Adopting different points of view, this article analyzes a manuscript recently discovered in the Bibliothèque municipale de Lyon, the Dictionarium Latino Nankinense juxta Materiarum ordinem dispositum, handwritten by the French Jesuit missionary Benjamin Brueyre. It focuses in particular on the discovery’s potential importance for the study of Qing dynasty Nanjing Mandarin, while referencing its implications on the cross-cultural interactions between China and Europe. After an introduction presenting other fundamental texts compiled in Nanjing Mandarin by Western missionaries and scholars, the first section details the most commonly accepted grammatical theoretical framework for distinguishing Beijing Mandarin and Nanjing Mandarin.
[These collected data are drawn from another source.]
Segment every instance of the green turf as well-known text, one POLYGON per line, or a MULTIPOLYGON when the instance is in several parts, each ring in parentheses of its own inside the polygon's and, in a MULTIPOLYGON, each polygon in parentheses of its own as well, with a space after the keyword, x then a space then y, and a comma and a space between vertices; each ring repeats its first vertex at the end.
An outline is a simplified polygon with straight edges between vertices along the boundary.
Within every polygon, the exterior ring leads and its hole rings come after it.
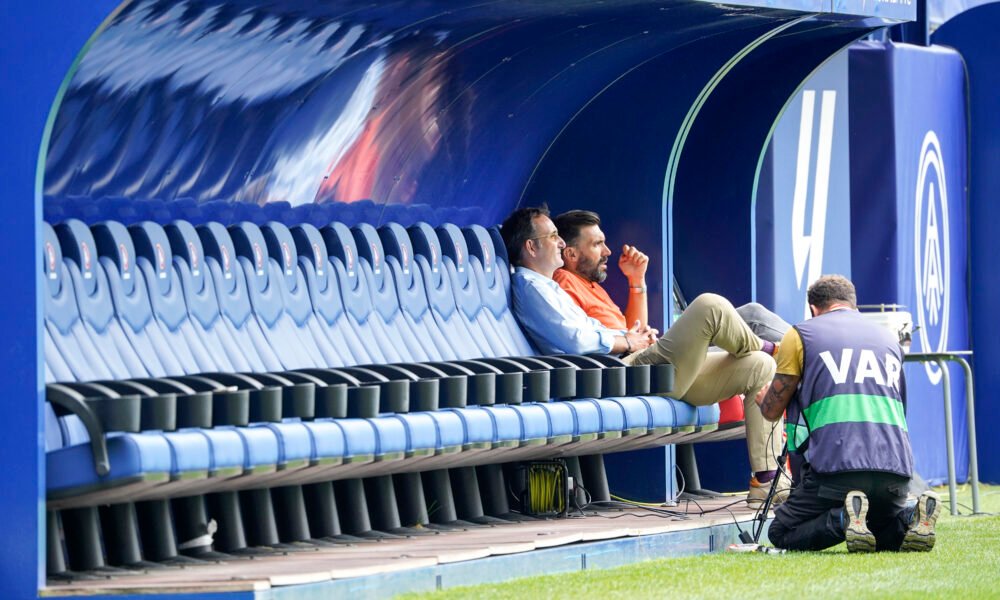
MULTIPOLYGON (((947 488, 938 488, 946 501, 947 488)), ((971 504, 960 490, 963 512, 971 504)), ((986 516, 951 517, 930 553, 712 554, 600 571, 453 588, 407 598, 1000 598, 1000 487, 983 486, 986 516)))

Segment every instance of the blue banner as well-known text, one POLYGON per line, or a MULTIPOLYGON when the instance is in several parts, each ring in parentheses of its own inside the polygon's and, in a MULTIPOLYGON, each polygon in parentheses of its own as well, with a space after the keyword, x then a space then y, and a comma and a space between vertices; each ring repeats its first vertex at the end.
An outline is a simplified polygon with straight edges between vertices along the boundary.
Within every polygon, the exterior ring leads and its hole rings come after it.
MULTIPOLYGON (((859 302, 913 315, 912 352, 967 350, 965 72, 940 47, 858 44, 851 50, 852 256, 859 302), (888 109, 888 112, 886 112, 888 109), (887 120, 886 115, 892 119, 887 120)), ((907 364, 916 469, 947 477, 942 373, 907 364)), ((967 477, 965 389, 951 378, 956 467, 967 477)))

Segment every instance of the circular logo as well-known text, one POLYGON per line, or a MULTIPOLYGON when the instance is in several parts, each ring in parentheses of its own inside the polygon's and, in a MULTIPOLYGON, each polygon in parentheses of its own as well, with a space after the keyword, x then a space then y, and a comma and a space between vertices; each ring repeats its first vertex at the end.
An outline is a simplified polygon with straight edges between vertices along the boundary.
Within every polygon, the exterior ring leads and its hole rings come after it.
MULTIPOLYGON (((914 213, 913 264, 917 284, 917 335, 924 352, 944 352, 948 346, 951 310, 951 240, 948 226, 948 186, 941 143, 928 131, 920 149, 914 213)), ((932 385, 941 369, 924 363, 932 385)))

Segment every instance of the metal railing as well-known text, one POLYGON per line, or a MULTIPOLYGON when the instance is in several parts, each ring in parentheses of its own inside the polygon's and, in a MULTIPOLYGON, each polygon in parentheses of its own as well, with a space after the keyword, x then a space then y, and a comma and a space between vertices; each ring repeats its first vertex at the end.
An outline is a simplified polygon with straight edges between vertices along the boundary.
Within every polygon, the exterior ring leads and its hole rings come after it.
POLYGON ((965 419, 969 430, 969 484, 972 487, 972 513, 979 514, 979 461, 976 457, 976 409, 973 391, 972 367, 965 359, 972 356, 971 350, 956 350, 952 352, 912 352, 904 355, 903 362, 936 362, 941 369, 941 387, 944 388, 944 435, 948 453, 948 499, 951 501, 951 514, 958 514, 955 482, 955 434, 952 431, 951 416, 951 377, 948 374, 948 361, 957 362, 965 371, 965 419))

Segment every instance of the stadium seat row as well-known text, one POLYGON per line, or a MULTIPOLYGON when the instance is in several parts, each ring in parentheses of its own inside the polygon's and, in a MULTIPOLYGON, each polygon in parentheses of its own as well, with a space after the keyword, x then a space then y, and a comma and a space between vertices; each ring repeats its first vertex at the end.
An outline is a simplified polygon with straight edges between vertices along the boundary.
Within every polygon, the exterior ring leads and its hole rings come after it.
POLYGON ((717 427, 717 406, 649 394, 667 391, 669 368, 536 356, 509 308, 503 245, 480 226, 44 227, 50 511, 717 427))

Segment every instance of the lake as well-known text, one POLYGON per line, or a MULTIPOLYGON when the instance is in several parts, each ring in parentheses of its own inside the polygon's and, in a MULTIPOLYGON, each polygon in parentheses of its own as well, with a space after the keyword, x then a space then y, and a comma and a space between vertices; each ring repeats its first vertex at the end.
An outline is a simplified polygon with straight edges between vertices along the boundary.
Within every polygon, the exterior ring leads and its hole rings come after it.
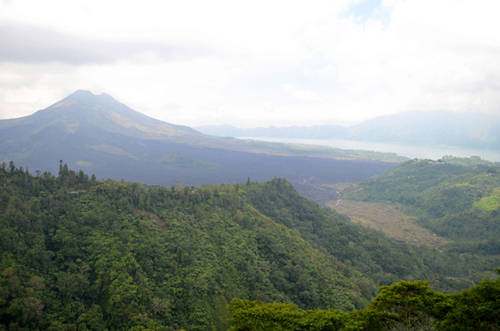
POLYGON ((360 149, 375 152, 392 152, 401 156, 419 159, 437 160, 445 155, 458 157, 479 156, 484 160, 500 162, 500 151, 489 149, 468 149, 455 146, 415 146, 379 142, 367 142, 345 139, 300 139, 300 138, 272 138, 272 137, 238 137, 290 144, 320 145, 342 149, 360 149))

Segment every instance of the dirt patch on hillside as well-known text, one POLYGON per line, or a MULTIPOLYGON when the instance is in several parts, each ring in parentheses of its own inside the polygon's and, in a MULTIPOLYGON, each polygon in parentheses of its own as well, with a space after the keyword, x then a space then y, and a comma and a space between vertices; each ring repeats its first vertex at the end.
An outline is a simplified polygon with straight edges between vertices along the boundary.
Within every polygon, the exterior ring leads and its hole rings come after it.
POLYGON ((326 206, 349 216, 353 222, 413 245, 438 247, 448 243, 445 238, 415 224, 410 216, 402 213, 396 206, 352 200, 333 200, 327 202, 326 206))

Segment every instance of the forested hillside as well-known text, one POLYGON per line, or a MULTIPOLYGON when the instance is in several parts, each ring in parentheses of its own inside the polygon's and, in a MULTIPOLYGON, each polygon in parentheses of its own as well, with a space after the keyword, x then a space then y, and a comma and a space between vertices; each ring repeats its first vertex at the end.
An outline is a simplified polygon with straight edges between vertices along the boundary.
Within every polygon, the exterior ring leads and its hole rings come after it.
POLYGON ((248 189, 251 203, 275 222, 299 231, 314 247, 328 252, 359 270, 366 279, 357 280, 375 294, 379 285, 400 279, 427 279, 439 290, 469 287, 475 281, 492 276, 500 264, 496 256, 457 251, 455 247, 431 249, 407 245, 367 230, 328 209, 301 197, 285 180, 252 184, 248 189), (368 286, 368 284, 370 286, 368 286))
POLYGON ((225 329, 233 298, 350 310, 379 285, 456 290, 494 267, 365 230, 281 179, 166 188, 62 164, 0 167, 0 236, 9 329, 225 329))
POLYGON ((401 281, 382 286, 370 305, 349 312, 241 299, 231 301, 230 310, 231 331, 496 331, 500 329, 500 278, 484 279, 451 294, 435 291, 425 281, 401 281))
POLYGON ((397 203, 459 252, 497 256, 500 167, 478 158, 406 162, 347 190, 343 199, 397 203))

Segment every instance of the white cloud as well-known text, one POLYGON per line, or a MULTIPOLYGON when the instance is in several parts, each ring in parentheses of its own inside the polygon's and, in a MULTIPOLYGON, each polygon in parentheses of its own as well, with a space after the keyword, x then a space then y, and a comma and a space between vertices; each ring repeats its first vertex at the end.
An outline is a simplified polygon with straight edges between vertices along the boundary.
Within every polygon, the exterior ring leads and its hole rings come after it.
POLYGON ((187 125, 500 111, 497 1, 384 0, 387 22, 346 15, 356 2, 2 2, 0 27, 38 27, 34 35, 55 31, 66 42, 30 45, 41 63, 2 50, 0 117, 79 88, 187 125), (165 55, 172 47, 175 59, 165 55))

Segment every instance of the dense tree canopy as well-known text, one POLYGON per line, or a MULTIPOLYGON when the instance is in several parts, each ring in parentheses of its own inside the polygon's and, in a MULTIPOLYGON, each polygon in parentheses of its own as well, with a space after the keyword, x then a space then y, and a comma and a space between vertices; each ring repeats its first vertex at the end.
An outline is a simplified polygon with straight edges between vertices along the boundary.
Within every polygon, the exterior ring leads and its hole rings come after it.
POLYGON ((362 310, 300 310, 292 304, 231 301, 232 331, 264 330, 499 330, 500 279, 461 293, 434 291, 428 282, 382 286, 362 310))
POLYGON ((62 163, 58 176, 0 167, 0 238, 0 329, 223 330, 234 298, 338 309, 297 313, 330 325, 378 316, 343 311, 379 285, 458 289, 477 280, 468 270, 490 268, 364 230, 281 179, 166 188, 62 163))

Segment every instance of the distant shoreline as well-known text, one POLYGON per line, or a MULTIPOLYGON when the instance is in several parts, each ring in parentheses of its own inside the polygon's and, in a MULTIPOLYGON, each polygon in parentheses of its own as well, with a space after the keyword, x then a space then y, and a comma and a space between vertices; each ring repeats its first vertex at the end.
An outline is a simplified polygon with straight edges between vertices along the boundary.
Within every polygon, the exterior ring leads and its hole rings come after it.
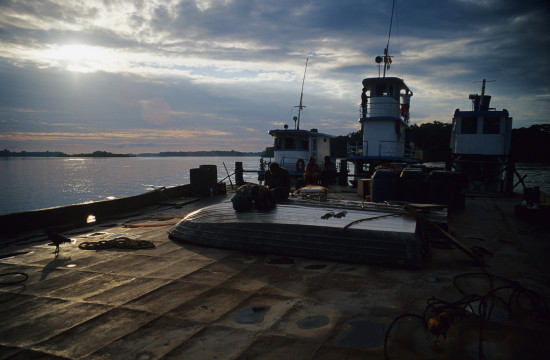
POLYGON ((159 153, 140 154, 115 154, 107 151, 94 151, 93 153, 65 154, 60 151, 0 151, 0 157, 175 157, 175 156, 261 156, 261 152, 240 152, 240 151, 168 151, 159 153))

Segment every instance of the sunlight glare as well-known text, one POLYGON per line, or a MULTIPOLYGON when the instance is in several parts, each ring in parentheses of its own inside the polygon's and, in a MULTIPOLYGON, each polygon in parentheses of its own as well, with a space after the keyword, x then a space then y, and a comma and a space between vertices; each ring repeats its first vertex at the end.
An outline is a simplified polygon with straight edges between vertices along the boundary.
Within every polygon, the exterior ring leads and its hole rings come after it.
POLYGON ((70 71, 94 72, 109 67, 116 54, 106 48, 80 44, 56 46, 44 56, 70 71))

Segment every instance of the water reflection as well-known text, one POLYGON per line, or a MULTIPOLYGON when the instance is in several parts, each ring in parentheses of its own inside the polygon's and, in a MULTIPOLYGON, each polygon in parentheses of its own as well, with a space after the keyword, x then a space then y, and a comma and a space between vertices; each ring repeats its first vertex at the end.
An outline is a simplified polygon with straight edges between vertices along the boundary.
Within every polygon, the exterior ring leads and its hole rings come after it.
MULTIPOLYGON (((256 170, 251 157, 3 158, 0 160, 0 214, 137 195, 151 187, 189 183, 189 169, 217 165, 218 178, 235 162, 256 170)), ((255 173, 245 181, 257 182, 255 173)), ((228 182, 228 180, 226 180, 228 182)))
MULTIPOLYGON (((259 158, 248 157, 133 157, 133 158, 2 158, 0 214, 137 195, 152 188, 189 183, 189 170, 216 165, 218 179, 235 171, 257 170, 259 158), (227 172, 224 164, 227 166, 227 172)), ((550 193, 550 165, 516 164, 527 186, 550 193)), ((234 178, 233 178, 234 180, 234 178)), ((257 182, 254 172, 244 180, 257 182)), ((229 184, 228 180, 225 180, 229 184)), ((516 192, 523 189, 516 187, 516 192)))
In the second section, the author presents the manuscript in detail, describing its purpose, its possible sources, and some of its linguistic peculiarities, particularly the lexicological, lexicographical, and grammatical features, as well as some illustrative examples of cross-cultural translations. Finally, in the third section, using the framework presented in the first, the author shows that the Dictionarium is a text mixing linguistic features from different varieties of Mandarin. As highlighted by the approach of missionary linguistics, the manuscript is a rare and important record of lexicological, lexicographical, grammatical, and romanization features of late Qing dynasty Chinese and deserves further research from both historical linguistic and cross-cultural perspectives.